Check out "The Assimilation Project" (Score:2)
Status updates (Score:2)
I manage a hub server and a backup server. Every 60 seconds the backup server crontab (wget) fetches a 'web page' from the hub server which as a side effect records the callers IP address into a file. Even though the backup srever has a dynamic IP address I can always find it by going to the hub server and looking into that file.
I have a page I can go to on the hub server which checks the timestamp on the file BackupServer.ip. if it is suspiciously old then that web page turns red and tells me that thin
Whats Up (Score:2)
Re: (Score:2)
www.pulseway.com Ultimate Flexability (Score:1)

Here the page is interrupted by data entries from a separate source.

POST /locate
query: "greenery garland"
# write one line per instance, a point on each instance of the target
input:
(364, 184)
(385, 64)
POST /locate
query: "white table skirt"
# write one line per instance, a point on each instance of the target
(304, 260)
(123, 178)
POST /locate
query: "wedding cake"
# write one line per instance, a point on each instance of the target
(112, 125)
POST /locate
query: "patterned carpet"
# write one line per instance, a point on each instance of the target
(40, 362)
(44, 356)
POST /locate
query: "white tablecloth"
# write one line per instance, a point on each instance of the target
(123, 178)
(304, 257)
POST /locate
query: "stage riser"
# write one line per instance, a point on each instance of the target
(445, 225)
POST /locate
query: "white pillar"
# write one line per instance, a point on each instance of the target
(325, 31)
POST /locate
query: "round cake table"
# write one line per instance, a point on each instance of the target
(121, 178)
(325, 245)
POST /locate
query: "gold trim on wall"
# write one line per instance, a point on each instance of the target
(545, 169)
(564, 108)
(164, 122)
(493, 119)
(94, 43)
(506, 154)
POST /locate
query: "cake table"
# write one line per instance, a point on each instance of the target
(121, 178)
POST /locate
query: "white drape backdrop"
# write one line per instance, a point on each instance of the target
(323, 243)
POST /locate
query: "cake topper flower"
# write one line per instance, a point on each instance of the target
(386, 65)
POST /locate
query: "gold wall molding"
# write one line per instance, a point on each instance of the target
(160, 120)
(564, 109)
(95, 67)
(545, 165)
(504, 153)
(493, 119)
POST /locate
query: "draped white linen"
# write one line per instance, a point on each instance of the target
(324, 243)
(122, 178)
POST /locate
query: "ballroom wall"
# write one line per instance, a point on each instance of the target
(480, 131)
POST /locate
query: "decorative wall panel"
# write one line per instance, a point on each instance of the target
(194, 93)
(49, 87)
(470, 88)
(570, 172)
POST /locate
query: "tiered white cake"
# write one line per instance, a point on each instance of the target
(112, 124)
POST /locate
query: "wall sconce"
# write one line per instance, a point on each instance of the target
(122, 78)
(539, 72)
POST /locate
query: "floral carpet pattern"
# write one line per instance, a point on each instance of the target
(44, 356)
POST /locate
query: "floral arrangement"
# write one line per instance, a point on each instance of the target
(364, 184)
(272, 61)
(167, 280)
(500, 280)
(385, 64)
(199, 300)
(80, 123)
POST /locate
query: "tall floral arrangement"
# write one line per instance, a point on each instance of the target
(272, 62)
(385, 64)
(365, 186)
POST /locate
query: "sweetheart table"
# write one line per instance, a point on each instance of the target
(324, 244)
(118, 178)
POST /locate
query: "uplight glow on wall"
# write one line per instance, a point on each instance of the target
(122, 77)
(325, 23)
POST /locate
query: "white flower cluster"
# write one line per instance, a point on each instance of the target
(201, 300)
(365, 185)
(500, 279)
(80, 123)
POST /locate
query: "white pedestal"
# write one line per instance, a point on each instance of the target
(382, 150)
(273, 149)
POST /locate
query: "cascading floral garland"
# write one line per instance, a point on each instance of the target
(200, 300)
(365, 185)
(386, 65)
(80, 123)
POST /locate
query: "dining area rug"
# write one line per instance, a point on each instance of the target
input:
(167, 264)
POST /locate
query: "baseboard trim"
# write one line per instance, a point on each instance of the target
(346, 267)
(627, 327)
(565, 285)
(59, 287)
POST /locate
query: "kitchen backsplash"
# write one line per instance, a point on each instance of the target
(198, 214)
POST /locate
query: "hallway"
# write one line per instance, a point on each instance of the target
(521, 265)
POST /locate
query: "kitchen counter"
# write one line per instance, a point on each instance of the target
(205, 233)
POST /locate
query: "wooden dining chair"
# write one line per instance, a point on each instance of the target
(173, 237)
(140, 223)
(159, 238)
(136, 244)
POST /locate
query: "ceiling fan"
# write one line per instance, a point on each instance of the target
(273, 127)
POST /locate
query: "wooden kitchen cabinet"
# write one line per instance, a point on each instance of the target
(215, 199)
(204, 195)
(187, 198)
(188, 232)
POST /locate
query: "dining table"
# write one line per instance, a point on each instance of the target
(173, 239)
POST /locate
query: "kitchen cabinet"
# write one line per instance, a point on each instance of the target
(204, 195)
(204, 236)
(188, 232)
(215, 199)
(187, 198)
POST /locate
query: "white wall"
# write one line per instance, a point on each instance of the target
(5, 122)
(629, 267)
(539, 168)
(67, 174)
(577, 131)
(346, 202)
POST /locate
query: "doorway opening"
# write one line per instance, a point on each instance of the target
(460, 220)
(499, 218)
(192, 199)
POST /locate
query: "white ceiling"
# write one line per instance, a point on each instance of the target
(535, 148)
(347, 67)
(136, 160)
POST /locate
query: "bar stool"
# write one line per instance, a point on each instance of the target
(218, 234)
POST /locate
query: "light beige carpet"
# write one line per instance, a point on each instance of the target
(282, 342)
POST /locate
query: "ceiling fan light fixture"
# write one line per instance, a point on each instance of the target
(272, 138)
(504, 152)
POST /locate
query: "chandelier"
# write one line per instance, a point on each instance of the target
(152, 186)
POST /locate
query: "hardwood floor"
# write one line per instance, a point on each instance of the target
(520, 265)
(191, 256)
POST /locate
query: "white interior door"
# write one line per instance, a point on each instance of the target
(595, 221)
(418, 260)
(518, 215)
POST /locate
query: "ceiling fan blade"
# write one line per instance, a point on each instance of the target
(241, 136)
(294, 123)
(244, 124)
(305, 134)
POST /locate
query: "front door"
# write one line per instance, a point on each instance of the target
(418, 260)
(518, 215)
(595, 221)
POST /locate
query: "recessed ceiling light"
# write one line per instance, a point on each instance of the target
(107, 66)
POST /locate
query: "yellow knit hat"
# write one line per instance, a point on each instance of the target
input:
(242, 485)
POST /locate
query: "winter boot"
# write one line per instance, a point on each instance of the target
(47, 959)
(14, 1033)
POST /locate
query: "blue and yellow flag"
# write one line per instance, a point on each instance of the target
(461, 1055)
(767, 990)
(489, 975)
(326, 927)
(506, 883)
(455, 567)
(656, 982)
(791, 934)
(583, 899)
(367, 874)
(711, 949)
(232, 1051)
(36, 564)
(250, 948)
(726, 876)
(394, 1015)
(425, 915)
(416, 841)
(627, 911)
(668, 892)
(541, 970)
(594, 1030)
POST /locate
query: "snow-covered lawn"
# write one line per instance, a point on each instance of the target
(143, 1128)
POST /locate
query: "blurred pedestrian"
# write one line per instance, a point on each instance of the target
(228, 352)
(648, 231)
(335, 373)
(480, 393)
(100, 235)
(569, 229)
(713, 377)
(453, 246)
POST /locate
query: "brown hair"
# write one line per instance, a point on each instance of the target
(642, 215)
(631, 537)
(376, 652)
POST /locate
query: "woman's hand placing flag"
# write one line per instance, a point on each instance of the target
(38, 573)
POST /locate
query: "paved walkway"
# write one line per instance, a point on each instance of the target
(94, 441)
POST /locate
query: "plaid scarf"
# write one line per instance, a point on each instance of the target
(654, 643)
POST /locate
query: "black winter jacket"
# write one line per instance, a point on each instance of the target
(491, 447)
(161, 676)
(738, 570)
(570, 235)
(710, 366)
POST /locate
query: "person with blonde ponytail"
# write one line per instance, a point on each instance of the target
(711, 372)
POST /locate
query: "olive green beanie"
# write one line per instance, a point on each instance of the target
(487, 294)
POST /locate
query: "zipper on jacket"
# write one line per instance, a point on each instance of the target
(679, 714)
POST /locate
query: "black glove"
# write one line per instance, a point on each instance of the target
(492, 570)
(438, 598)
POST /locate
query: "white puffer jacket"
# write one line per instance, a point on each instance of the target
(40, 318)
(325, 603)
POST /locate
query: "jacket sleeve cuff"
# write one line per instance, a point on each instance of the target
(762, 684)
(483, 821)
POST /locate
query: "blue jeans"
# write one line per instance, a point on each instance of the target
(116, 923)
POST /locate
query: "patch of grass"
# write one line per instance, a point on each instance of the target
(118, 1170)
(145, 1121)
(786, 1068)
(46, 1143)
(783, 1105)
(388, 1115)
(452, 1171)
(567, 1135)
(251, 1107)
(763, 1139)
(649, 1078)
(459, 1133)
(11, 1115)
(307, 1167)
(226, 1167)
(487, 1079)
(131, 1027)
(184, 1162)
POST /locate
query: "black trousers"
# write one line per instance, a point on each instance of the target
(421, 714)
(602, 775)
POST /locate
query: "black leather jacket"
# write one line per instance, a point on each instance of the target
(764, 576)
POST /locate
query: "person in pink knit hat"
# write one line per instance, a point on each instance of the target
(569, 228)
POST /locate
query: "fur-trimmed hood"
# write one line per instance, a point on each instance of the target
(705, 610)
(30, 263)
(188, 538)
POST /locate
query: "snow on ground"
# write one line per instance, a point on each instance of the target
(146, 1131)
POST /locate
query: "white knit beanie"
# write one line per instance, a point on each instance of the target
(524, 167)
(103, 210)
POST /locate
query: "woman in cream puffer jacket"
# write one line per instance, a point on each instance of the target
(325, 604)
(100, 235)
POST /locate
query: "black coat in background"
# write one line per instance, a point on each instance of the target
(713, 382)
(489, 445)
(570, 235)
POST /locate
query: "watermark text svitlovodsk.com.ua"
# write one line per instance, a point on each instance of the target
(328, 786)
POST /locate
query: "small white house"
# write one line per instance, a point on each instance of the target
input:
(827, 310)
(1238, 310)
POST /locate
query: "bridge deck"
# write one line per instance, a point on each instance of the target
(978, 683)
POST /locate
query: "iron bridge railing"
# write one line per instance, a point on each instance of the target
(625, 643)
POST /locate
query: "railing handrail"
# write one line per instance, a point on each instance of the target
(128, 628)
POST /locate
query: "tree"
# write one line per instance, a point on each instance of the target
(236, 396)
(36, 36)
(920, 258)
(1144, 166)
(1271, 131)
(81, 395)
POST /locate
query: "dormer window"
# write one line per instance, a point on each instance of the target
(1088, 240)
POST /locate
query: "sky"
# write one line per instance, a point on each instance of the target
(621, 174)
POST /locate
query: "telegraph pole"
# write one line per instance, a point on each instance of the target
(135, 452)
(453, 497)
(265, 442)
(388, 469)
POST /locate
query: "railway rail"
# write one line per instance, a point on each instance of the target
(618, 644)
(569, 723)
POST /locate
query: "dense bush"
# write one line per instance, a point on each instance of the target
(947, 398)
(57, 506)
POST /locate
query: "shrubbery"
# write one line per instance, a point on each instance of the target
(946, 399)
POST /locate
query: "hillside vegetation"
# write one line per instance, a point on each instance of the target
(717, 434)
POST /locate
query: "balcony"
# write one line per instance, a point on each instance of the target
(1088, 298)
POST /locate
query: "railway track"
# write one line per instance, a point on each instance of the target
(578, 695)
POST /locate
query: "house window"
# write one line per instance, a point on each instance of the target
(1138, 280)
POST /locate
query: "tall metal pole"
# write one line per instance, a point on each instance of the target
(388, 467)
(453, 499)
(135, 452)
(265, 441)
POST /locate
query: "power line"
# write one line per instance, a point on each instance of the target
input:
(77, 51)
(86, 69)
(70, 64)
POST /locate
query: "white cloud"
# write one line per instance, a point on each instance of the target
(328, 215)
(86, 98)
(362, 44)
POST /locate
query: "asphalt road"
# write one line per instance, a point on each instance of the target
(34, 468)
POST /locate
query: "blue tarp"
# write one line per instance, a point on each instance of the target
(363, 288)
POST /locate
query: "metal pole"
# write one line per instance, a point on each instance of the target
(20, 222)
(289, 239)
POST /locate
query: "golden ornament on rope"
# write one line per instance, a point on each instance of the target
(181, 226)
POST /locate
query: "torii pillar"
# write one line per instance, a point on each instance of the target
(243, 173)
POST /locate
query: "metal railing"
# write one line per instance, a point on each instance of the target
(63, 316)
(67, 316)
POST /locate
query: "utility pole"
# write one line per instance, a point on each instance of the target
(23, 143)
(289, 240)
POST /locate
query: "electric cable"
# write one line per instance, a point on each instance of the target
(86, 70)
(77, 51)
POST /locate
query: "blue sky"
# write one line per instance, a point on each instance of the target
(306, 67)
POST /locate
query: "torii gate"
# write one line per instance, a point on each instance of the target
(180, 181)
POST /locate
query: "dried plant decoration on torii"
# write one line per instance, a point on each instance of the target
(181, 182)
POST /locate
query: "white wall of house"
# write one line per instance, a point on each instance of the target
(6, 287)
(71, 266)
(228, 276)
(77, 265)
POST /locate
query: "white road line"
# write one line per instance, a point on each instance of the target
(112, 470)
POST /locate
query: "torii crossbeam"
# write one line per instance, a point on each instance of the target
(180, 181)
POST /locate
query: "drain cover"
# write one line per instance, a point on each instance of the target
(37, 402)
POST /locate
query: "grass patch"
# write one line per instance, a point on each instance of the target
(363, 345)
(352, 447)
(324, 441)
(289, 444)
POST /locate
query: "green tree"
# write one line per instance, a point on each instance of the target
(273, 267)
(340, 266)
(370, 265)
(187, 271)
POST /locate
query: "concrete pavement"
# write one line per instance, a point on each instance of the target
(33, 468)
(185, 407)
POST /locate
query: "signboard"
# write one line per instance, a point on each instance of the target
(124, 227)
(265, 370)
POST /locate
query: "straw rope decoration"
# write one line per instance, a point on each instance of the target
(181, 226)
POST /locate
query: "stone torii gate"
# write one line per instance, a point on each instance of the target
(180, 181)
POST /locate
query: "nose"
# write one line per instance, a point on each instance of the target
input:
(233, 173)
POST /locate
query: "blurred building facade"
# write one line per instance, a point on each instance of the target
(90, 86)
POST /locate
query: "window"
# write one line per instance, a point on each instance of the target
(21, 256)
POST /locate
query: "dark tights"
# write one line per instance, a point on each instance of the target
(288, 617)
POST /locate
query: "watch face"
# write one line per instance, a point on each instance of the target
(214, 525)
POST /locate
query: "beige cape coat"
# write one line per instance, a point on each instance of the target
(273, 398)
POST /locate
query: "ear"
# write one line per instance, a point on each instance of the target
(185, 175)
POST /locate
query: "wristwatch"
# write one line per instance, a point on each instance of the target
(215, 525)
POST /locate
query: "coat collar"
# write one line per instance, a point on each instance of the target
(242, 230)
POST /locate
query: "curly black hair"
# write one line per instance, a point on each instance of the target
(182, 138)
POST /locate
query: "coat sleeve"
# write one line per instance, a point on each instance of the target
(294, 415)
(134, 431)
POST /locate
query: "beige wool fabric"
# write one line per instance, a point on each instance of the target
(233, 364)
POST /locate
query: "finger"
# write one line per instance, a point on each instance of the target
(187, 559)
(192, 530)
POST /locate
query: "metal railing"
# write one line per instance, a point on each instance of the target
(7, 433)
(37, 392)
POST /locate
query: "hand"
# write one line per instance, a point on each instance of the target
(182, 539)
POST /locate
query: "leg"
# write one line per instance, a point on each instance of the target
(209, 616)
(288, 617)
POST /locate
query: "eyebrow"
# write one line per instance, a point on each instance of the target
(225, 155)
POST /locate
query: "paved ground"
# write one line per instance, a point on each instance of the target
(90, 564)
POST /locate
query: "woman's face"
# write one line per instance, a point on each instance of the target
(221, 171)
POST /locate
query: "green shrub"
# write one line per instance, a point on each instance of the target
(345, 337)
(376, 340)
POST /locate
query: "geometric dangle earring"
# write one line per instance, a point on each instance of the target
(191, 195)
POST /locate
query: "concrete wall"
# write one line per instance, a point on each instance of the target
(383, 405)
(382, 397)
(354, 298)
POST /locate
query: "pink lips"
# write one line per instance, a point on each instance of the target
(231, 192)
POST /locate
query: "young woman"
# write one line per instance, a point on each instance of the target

This is an amazing product. I've used this in the past and LOVE it! Need to run a remote powershell command from your android? It does that. Dashboards for all the things? Has that covered.
Check it out:
http://www.pulseway.com/
Another option to reverse ssh tunnels and openvpn (Score:1)
If you're using linux or BSD, another option to reverse ssh tunnels or openvpn would be EPS Conduits: http://eps-conduits.sourceforg... [sourceforge.net]
It was written with the goal of having a large number of remote devices form a virtual network for ease of management/maintenance.
Cacti (Score:2)
We have VPNs to each data centre and client site and administer them over SSH generally. Some systems (eg ones dealing with customer details like credit cards) we have a single external facing hos
PRTG is the most cost effective and feature rich (Score:2)
Continuum (Score:2)
Check out http://www.continuum.net/ [continuum.net]. I've been using their services for over 5 years, and they've been steadily improving it since they split from Zenith Infotech. No, it's not free, but it's quite cheap per unit and you get a lot of bang for your buck. Remote monitoring and alerts on any service, remote access, at-a-glance dashboard, etc. With 500 clients, I'm guessing you'd rather spend your time monitoring the situation than putting together a custom solution.